Dynamics processing - varies the output level of a waveform,
based on its input level. We may limit or compress the dynamic range of a
sample so that the perceived loudness is kept below a defined limit, or so
that the waveform's overall dynamic range is kept at roughly the same level.
We can also expand or gate the signal so that low-level signals are reduced
in level, thereby increasing the perceived dynamic range, or so that signals
that fall below a certain threshold [i.e. noise] are eliminated.
- Envelope processing - controls which parts of the wave
are amplified, and by how much from a graphic of the motification to be made
to the amplitude to create more realistic sounding instruments and effects
- Hard limiting - drastically attenuate audio above a certain
threshold, while leaving all audio samples below that threshold alone. Permits
amplification of a piece of audio well beyond where it would normally clip.

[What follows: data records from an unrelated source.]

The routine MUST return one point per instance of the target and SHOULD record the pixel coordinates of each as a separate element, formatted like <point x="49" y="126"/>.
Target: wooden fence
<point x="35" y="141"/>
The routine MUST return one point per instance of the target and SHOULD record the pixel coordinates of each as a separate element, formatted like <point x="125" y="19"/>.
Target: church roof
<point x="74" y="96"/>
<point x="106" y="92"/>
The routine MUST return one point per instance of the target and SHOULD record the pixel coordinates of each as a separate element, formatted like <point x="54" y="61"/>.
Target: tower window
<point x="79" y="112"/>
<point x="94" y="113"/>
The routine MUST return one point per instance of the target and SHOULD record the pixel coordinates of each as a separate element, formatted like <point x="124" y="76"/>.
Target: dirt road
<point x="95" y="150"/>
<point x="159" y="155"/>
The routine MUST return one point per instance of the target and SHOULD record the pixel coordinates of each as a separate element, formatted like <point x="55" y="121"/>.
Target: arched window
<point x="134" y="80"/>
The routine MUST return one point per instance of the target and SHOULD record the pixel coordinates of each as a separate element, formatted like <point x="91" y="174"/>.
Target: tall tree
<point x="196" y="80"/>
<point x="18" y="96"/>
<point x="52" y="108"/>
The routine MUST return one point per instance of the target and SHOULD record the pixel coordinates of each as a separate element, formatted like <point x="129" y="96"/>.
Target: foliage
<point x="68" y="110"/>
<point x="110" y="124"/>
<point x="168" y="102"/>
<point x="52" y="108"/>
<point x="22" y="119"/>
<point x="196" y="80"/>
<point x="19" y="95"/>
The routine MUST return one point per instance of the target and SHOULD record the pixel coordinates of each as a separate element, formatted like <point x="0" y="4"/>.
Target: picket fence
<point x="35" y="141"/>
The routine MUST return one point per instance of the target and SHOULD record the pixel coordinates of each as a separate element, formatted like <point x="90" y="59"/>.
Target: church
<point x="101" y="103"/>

Softens the regions that would otherwise be clipping, ensuring that the maximum
sample amplitude does not go above the given limit. Especially usefull for
an audio sample which has a few places where the audio is clipping, avoiding
normalizing down the entire waveform (which would reduce the volume of it).
Hard Limiting will bring down only those portions that are clipping.
- Normalization - Amplifies the selection to within the specified
percentage of the maximum level to achieve the greatest amount of amplification
that will not result in clipping.
- Pan/Expand - pan, or shift, the center channel of a stereo
waveform expanding or narrowing the stereo separation of the left and right
channels. Center Channel Panning makes use of the “surround” and
“center” channels of a stereo recording, where the “surround”
channel is the difference (L-R) of the two original channels, and “center”
is the sum (L+R) of them. Think of a stereo recording as having 4 channels
(left, right, middle, surround), and this effect will pan these channels around.
This type of panning can provide realism to original stereo recordings.